ClickHouse Projections for Query Optimization

Table of Contents

Introduction

Among DBAs, there is much debate regarding the significance of database performance tuning. As we now understand, various types of data are what really power the business world. It should be operating very effectively and always be accessible to ensure that the data is quickly and easily accessible for all beneficiaries.

Getting a regular database performance audit is one of the finest strategies to deal with previous performance problems; however, some performance tips are unique to each database. These special techniques present excellent database performance, and in this article, we’ll mention another one for ClickHouse.

We’ll use the table we created in the earlier article. Recall the following table and the same approximately 12 million data again:

CREATE TABLE exp_test
(
    `id` UInt64,
    `location` String,
    `value` Varchar
)
ENGINE = MergeTree
ORDER BY id;

Only filtering the id column in a query, the primary key will use to optimize scanning. All values are sorted for this column. But if we filter the location or value column in our query, it will lead to a full table scan. All of the granules and parts have been read 100%, which is expected if we look at the EXPLAIN output.

Let’s see:

EXPLAIN json = 1, indexes = 1 SELECT count(*)
FROM exp_test
WHERE location = 'Geneva';

"Initial Parts": 6,
"Selected Parts": 6,
"Initial Granules": 12209,
"Selected Granules": 12209

Using Projection with One Column

Projections can be used to create additional sorted datasets for table columns, which ClickHouse can leverage to run particular queries more quickly. A projection is simply a portion of the original table’s data that has been stored in an ordered format so that it can be used for specific queries.

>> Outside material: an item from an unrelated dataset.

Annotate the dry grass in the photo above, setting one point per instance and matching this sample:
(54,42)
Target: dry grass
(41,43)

To apply this, firstly, we can add the location column for Projection. Data that has just received the table will automatically be processed and stored in the projection for this column. Then, if we want to make a projection for already-existing data, we require the MATERIALIZE operation.

ALTER TABLE exp_test ADD projection location (SELECT location ORDER BY location);
ALTER TABLE exp_test MATERIALIZE projection location;

Thus, the location column’s data is sequentially ordered, just like the primary key column. So, when we run the query, we will see that our query is executed much faster.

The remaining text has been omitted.